On the question of the Evening Standard report, there was no leak from the Treasury. Yesterday's article was entirely speculative and Ministers will address the real issues arising from the Budget statement. I am surprised that the hon. Gentleman did not raise the important issue of the battle lines that have been drawn up on the future direction of the country, between a Labour Government committed to more public investment and maintaining economic stability, as the Chancellor did yesterday, with even some fiscal tightening on the eve of an election—possibly—and the Conservatives, who had pre-election Budget sprees that doled out lots of money and plunged the country into exactly the cycle of boom and bust that we are determined to avoid. The choice is between £35 billion of cuts under the Conservatives and continued investment in economic stability under Labour.

Lord Birt is an unpaid adviser to No. 10. I see no need for a statement from my right hon. Friend the Secretary of State for Culture, Media and Sport.

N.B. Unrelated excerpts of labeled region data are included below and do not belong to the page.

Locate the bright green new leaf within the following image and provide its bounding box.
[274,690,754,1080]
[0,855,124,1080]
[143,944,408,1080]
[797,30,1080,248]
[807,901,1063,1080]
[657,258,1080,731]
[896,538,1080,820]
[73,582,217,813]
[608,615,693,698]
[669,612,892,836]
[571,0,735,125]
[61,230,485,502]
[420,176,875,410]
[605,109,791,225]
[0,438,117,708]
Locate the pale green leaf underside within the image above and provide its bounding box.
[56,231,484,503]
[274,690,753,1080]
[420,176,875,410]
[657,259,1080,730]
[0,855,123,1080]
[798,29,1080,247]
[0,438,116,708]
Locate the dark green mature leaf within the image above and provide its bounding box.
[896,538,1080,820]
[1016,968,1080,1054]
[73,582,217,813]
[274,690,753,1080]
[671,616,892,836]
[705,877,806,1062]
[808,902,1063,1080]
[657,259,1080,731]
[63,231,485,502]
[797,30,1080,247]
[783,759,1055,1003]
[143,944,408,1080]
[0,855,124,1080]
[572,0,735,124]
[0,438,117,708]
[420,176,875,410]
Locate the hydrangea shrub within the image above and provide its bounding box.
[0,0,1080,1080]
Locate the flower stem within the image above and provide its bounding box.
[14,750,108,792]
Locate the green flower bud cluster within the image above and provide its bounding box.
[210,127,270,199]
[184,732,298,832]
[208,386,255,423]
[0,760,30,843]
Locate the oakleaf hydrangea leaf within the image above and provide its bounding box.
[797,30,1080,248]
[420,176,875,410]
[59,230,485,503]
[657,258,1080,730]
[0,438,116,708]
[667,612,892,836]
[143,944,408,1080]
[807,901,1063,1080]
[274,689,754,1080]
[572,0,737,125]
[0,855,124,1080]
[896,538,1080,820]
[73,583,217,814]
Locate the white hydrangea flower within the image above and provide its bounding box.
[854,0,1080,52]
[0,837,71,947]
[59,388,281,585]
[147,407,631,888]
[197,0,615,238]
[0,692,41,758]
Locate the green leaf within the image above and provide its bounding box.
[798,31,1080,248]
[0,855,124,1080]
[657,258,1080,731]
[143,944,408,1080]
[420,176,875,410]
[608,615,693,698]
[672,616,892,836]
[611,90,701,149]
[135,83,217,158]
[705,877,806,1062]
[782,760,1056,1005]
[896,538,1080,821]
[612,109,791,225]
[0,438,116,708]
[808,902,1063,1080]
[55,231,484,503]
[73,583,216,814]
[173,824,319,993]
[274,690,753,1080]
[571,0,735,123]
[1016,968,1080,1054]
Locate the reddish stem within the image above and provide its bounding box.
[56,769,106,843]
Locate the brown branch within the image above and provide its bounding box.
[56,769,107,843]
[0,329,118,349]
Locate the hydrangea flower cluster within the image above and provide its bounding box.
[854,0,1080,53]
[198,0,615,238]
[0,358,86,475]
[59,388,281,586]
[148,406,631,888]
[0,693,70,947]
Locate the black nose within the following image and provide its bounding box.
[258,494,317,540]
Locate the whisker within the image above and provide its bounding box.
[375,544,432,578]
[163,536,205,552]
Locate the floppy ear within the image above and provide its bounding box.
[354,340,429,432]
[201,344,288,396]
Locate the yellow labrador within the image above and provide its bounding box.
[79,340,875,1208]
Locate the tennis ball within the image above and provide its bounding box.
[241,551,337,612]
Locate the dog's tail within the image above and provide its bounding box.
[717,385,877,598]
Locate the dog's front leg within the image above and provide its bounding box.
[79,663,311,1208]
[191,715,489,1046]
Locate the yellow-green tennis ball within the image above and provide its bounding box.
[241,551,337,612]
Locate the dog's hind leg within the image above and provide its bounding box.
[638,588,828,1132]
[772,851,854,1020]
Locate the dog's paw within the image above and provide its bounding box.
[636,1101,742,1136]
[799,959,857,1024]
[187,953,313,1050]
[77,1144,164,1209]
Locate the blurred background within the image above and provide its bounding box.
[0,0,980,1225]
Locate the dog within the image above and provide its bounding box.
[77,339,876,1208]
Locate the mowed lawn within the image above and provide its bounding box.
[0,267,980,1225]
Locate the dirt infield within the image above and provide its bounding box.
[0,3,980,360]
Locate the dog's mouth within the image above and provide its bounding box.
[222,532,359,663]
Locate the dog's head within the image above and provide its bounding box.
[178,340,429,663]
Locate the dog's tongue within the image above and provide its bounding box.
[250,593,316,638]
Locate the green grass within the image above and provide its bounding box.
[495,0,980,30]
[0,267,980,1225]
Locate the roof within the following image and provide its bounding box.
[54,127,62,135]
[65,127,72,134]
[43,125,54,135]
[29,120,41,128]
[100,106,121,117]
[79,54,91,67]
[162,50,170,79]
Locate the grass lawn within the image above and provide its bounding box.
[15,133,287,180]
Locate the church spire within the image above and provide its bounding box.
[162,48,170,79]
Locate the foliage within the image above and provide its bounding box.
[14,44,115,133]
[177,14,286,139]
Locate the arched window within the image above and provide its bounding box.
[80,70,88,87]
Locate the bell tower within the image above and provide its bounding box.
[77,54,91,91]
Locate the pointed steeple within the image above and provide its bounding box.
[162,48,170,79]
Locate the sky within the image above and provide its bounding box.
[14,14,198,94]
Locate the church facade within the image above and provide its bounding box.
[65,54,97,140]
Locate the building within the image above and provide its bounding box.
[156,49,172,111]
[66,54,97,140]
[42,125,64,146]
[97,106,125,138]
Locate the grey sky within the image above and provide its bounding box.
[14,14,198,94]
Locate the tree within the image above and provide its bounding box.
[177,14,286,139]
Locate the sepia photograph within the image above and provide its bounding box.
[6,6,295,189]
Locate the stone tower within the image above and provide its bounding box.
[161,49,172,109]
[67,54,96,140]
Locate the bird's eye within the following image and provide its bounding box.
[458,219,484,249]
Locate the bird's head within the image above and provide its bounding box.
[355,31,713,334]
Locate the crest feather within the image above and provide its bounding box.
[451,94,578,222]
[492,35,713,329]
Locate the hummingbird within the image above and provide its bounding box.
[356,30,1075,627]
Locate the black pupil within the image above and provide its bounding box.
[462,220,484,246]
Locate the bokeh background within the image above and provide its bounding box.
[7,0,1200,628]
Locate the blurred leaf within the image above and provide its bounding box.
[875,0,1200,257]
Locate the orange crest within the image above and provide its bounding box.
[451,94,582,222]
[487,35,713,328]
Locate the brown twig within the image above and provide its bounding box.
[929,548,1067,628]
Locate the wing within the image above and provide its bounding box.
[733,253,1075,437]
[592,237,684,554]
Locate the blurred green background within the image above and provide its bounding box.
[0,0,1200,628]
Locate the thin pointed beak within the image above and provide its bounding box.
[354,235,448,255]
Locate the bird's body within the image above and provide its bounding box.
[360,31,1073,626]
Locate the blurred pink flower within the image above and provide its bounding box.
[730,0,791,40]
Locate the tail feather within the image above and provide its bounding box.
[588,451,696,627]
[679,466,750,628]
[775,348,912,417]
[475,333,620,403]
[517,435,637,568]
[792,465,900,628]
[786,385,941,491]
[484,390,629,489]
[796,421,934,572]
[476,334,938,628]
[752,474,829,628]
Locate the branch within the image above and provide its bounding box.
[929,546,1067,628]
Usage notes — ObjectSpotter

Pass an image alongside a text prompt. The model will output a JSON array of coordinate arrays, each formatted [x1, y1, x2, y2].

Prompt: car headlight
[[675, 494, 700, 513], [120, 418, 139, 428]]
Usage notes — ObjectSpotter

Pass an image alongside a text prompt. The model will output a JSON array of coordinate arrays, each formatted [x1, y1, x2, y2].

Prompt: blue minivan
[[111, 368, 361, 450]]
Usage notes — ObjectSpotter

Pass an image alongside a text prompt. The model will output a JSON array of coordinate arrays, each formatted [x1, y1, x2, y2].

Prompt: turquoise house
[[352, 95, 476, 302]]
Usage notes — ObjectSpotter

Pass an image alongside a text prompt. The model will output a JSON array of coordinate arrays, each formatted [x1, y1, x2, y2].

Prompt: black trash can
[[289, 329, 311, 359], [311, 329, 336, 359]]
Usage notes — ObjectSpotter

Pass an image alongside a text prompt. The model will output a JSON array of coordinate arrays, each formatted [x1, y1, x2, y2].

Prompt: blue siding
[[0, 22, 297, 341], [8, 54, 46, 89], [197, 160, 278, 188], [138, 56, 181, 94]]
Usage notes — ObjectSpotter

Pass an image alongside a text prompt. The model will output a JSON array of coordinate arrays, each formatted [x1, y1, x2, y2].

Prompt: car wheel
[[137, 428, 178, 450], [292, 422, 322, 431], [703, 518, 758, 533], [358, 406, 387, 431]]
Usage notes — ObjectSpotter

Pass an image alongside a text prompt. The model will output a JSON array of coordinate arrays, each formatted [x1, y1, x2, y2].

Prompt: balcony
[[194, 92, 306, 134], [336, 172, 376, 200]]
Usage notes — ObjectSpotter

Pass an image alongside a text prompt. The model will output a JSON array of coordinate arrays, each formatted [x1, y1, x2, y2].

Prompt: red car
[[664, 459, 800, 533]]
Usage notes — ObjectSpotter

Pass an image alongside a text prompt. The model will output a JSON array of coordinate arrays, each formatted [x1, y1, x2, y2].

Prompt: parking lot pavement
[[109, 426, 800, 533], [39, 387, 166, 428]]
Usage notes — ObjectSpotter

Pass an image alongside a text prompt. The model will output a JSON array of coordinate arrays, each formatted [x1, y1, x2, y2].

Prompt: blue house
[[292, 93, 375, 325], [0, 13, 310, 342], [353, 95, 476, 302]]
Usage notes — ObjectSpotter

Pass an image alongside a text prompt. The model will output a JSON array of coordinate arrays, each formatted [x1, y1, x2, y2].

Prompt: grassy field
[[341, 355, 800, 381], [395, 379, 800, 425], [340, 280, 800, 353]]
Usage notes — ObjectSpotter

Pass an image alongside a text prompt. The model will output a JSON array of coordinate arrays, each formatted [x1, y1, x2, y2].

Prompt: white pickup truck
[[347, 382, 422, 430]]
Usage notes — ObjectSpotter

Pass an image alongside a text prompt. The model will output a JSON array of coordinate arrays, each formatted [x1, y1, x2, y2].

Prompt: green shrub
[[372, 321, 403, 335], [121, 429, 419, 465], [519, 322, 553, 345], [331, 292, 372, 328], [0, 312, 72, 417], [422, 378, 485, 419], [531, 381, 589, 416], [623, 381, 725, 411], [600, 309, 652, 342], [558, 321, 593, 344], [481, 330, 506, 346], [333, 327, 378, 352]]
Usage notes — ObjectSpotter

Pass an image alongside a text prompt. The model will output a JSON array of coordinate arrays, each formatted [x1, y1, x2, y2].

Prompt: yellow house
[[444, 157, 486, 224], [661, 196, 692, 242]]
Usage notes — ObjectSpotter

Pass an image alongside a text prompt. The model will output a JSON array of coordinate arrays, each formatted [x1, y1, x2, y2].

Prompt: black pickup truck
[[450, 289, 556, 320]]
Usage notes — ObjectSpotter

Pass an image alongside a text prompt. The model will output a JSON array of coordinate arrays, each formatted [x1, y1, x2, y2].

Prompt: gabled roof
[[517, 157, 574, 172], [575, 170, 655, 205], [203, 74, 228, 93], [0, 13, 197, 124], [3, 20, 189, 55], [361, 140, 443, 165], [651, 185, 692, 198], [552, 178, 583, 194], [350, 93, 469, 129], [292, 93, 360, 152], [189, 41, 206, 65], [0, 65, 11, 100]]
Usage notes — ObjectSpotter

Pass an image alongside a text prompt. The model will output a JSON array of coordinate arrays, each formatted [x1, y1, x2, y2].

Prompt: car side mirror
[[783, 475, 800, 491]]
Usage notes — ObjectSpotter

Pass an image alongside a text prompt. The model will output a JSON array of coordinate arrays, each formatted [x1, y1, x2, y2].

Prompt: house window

The hon. Gentleman raised important points about the relationship between the two Houses, how scrutiny can take place and how it can be improved. The behaviour of the House of Lords, with its big "C" and small "c" Conservative majority, calls into question the primacy of the House of Commons. We need to consider the matter. In an age of electronic mail, I cannot explain to members of the public, who find it mystifying, how it took hours and hours between the Lords making a decision and this House being able to transact the subsequent business, and vice versa. We need to speed up our procedures and subject them to a more modern scrutiny processes.

David Winnick (Walsall, North) (Lab): At a time when there is so much emphasis on tackling world poverty and disease, as shown, for example, in the excellent report by the Commission for Africa, would it not be appropriate for the House to have an opportunity to comment on the US nominee for the presidency of the World Bank? Do we take it that the UK will support that nominee? Is my right hon. Friend aware that Mr. Wolfowitz makes his current boss, the US Defence Secretary, seem quite moderate by comparison? We should debate the issue at the earliest opportunity.